What Is My Real Name?

 

Suzan’s Story:

“Why don’t you just lie there and stop crying!”

Those were the words of my perpetrator, one of three men who lured my friend and me on false pretenses.  Behaving like animals, they used our bodies shamelessly. I was sixteen years old, a child with dreams and a lack of perspective on how vicious human beings could be. All night long I cried out for God’s help, but help never came. When they let us go in the morning, I stumbled home in shock, brokenhearted and ashamed, bruised and bloody. My mother cried and cradled me in her arms, but from my father came only eerie silence.

My cousin and father couldn’t find the men – only an abandoned house. It was like a bad dream – but one that had really happened. On our way home, my cousin asked me if I would like to go to the police and report the crime. But in Kenya at that time, most rape cases were not reported, and many women had been abused one way or another. When my sister suggested I was lying, I was wounded so deeply that I could not bear the possibility of being publicly accused of lying in court. For me and my friend, there was no justice and no closure.
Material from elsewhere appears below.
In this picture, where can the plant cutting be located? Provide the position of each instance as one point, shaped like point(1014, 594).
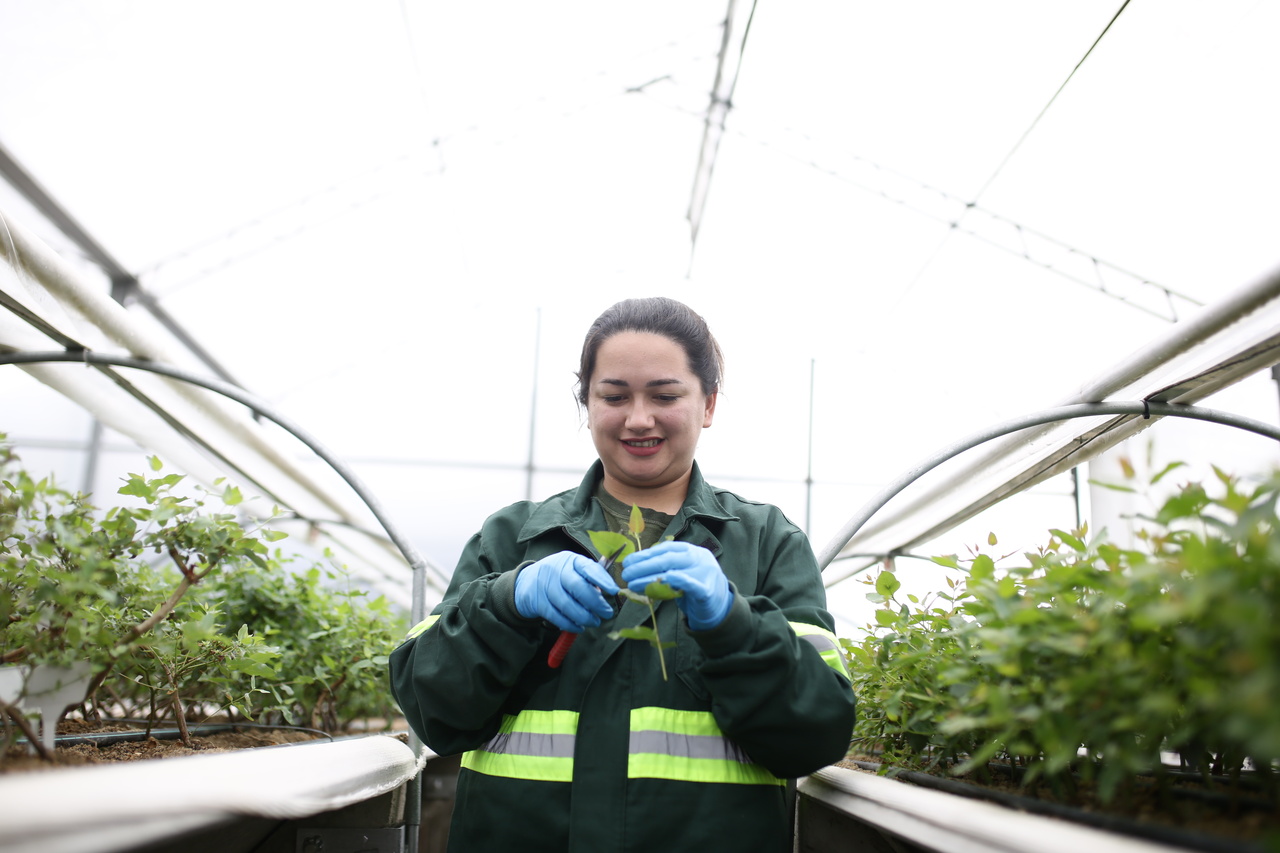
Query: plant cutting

Before my living nightmare, I grew up in an upstanding Christian home, but I was an overweight, reserved child who preferred American rock music and reading an encyclopedia or atlas to more common Kenyan teen music and activities. Teased and bullied at school, I was already insecure. After my rape, the doctor’s embarrassing exam, and my parents’ heartbreak over my experience, I felt responsible for what had happened to me and my friend. I hated myself, but most of all I hated men. Even worse, the God I had known seemed to have left me at the time of my greatest need.

How could I move forward with life? I went off the rails, consumed by shame, fear, bitterness, and lack of trust in God and everyone else. I decided to do whatever I wanted: using men and letting them use me, but always keeping the ones who really cared at a distance. I could not face the possibility that someone I cared about would find out I was damaged goods.
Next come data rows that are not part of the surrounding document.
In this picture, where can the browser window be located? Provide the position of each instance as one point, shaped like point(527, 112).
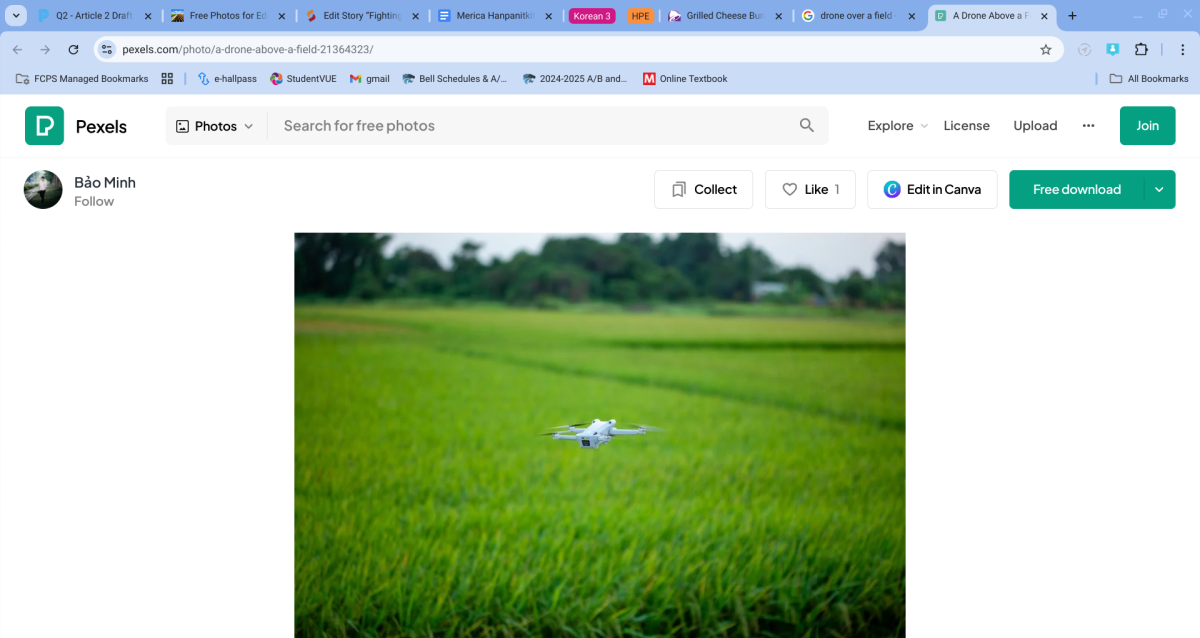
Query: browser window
point(286, 290)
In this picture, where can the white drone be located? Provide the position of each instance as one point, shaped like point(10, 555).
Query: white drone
point(597, 433)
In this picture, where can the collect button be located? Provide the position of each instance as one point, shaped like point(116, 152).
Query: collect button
point(1091, 188)
point(1147, 126)
point(592, 16)
point(703, 188)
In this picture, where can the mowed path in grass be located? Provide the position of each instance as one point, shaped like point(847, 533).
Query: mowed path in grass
point(425, 505)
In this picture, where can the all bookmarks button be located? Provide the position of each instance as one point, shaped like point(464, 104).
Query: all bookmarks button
point(931, 190)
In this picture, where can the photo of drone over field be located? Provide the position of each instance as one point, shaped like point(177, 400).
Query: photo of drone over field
point(768, 498)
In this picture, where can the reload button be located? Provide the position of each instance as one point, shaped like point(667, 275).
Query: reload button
point(703, 188)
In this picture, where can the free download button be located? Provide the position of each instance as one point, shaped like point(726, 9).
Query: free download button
point(1091, 190)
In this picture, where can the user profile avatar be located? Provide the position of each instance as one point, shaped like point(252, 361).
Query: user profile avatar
point(43, 190)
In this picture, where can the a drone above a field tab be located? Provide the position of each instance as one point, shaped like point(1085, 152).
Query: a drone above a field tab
point(597, 433)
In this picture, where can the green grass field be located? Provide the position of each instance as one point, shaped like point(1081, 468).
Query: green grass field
point(773, 504)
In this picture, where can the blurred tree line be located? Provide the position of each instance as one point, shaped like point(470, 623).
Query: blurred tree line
point(634, 269)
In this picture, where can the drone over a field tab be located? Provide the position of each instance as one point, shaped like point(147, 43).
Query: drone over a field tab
point(597, 433)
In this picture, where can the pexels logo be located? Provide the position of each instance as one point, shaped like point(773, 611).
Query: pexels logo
point(47, 125)
point(114, 127)
point(43, 126)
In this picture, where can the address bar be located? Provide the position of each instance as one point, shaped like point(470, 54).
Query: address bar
point(633, 49)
Years passed and I lived in the United States and worked at the Washington National Cathedral. Participating in the activities of my unbelieving friends began to lose its luster and pleasure. Every day at work, I was struck by the beauty of light shining through the rose window. I felt the Lord beckoning me to come back to him, as if he were whispering in the beauty of that quiet cathedral. My heart began to change, and I craved closeness to God and his people. When my boss asked me to go to church with him, I agreed. I also learned that my grandmother was praying for me daily. Later I realized God had sustained me for years through her prayers.
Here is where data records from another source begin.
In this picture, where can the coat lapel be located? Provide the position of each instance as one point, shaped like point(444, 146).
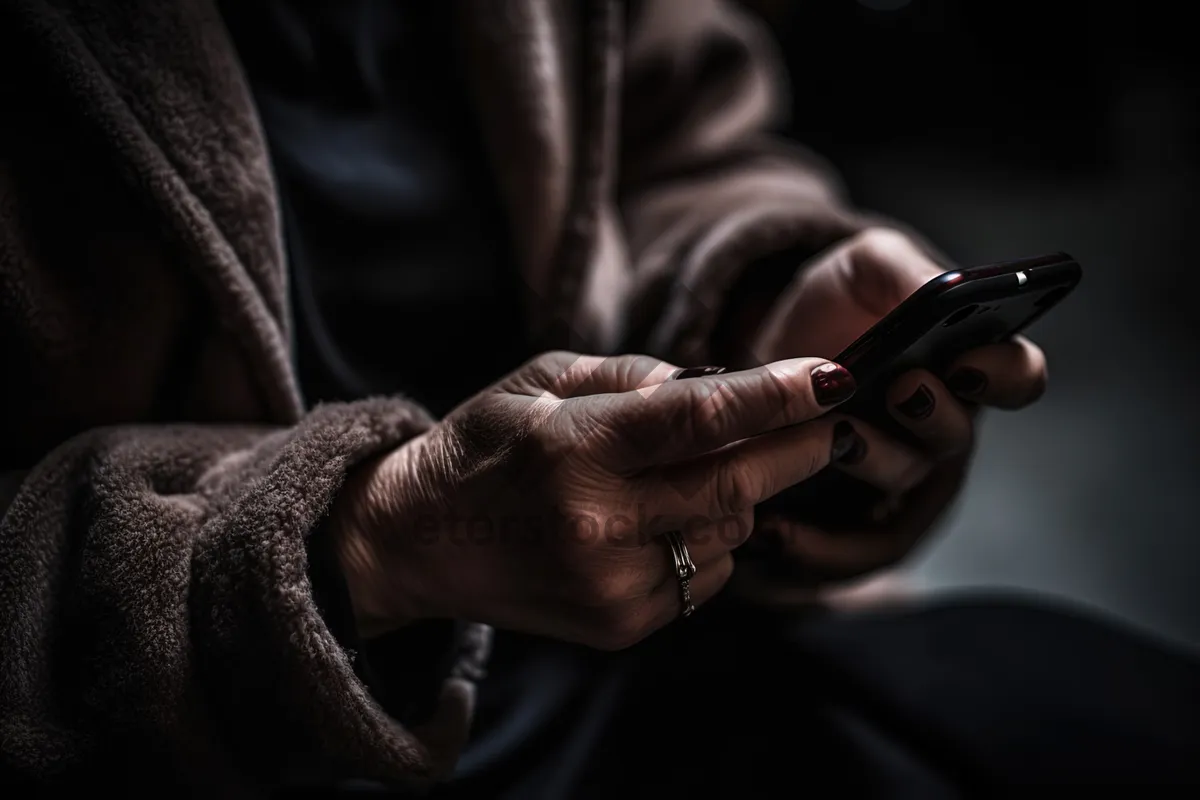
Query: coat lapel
point(544, 76)
point(159, 85)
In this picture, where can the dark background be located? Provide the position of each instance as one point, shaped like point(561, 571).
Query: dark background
point(1011, 128)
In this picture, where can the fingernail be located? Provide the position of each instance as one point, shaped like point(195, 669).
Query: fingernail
point(832, 384)
point(966, 380)
point(919, 405)
point(697, 372)
point(849, 447)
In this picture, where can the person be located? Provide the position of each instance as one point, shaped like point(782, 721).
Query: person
point(343, 337)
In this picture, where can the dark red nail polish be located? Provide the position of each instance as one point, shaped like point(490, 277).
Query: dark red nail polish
point(919, 405)
point(849, 447)
point(832, 384)
point(697, 372)
point(966, 380)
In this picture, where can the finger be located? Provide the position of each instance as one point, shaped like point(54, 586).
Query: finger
point(885, 266)
point(683, 419)
point(619, 625)
point(825, 555)
point(1009, 376)
point(922, 403)
point(733, 480)
point(702, 587)
point(561, 374)
point(879, 459)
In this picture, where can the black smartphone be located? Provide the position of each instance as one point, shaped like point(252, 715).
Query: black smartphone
point(954, 312)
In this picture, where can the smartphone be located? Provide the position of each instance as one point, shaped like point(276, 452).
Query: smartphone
point(953, 313)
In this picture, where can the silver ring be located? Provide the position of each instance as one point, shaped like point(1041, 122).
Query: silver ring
point(684, 570)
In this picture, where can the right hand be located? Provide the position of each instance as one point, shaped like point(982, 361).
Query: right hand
point(539, 505)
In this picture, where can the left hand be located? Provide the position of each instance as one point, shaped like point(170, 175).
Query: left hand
point(829, 305)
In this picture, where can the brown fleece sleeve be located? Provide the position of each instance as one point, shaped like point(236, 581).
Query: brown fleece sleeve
point(160, 624)
point(708, 196)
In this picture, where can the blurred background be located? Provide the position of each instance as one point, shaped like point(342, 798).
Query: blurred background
point(1009, 130)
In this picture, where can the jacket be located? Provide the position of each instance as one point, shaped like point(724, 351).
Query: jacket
point(163, 471)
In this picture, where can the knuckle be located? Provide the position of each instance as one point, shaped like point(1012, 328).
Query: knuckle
point(611, 588)
point(738, 486)
point(880, 244)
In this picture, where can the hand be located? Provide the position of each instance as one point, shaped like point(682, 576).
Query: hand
point(539, 505)
point(828, 306)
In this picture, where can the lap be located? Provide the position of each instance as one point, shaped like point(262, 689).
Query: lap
point(952, 698)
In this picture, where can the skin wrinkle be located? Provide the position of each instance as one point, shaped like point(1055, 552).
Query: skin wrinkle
point(252, 669)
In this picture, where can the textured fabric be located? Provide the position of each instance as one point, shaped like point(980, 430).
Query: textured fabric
point(390, 217)
point(144, 287)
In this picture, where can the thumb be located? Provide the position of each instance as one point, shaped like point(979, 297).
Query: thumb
point(562, 374)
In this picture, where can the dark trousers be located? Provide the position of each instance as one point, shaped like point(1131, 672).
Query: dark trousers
point(954, 698)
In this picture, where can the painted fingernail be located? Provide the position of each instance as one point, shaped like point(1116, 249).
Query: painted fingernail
point(919, 405)
point(966, 380)
point(697, 372)
point(832, 384)
point(849, 447)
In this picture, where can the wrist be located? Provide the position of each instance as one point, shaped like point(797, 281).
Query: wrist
point(365, 525)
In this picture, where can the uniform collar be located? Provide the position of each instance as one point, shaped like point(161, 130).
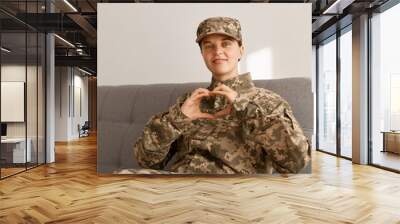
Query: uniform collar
point(238, 83)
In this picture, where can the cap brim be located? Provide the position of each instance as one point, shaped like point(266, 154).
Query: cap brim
point(199, 38)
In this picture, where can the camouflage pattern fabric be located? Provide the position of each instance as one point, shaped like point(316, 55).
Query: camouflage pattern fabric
point(220, 25)
point(260, 135)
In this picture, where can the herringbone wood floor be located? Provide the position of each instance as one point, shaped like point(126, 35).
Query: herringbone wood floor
point(70, 191)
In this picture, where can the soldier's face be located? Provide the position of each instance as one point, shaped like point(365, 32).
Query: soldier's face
point(221, 54)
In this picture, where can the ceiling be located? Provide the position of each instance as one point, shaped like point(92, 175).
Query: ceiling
point(76, 22)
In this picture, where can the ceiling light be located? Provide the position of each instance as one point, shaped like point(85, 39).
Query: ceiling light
point(337, 7)
point(64, 40)
point(71, 6)
point(5, 50)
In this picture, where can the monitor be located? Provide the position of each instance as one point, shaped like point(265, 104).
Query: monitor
point(3, 129)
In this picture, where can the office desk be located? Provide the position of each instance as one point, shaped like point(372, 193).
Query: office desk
point(16, 148)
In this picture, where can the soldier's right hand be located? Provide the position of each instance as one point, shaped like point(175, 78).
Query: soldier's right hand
point(191, 107)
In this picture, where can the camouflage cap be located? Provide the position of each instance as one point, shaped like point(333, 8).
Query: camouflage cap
point(221, 25)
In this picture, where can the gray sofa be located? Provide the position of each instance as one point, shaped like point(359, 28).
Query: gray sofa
point(124, 110)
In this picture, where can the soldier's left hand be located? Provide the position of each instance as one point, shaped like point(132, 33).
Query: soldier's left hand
point(224, 90)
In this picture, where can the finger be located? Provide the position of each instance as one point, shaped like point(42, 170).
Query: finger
point(199, 96)
point(223, 112)
point(206, 115)
point(219, 93)
point(225, 87)
point(200, 90)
After a few months visiting church, I started asking the Lord to give me Christian friends and sensed him moving me to Atlanta. While working at a gas station there, I encountered a drug dealer who used the gas station for his transactions. Because I stood in his way, he intended to kill me but God miraculously spared my life. After this close call, God had my full attention! After I moved to Houston, I began attending a Bible study, feeling like I was drinking the water of God’s goodness again after a long drought. His forgiveness of my wandering years gave me courage to forgive. When I announced my faith publicly through baptism, I knew it was a new day. God restored my fervor for his purposes and his people.

I began to see myself like Naomi in the Bible, a woman who changed her name to “Mara,” meaning “bitter,” after she experienced the tragic loss of her husband and two sons. Like Naomi I had struggled for many years with the loss of hope and identity. I had defined myself by the nightmare of my youth: Unwanted, Unloved and Damaged.

But the Lord never gave me those names. In Ephesians he calls me “Beloved,” “Chosen,” and “Blameless in his sight.” Amazingly, I could even release the perpetrators who had so nonchalantly abused me years ago. If the Lord could change my life, I believe he could change theirs too. It would be false to say that experience was no longer a painful memory, but it had lost its power and bitterness. I’ll never understand why that night happened in my life, but now I can be sure that even on that fateful night, I was not alone. In this life, we are suspended between a fallen world and our home in heaven. Knowing this truth helps me understand who I am no matter what happens. Like Naomi, I can once again claim my real name:  Precious and Redeemed by Christ.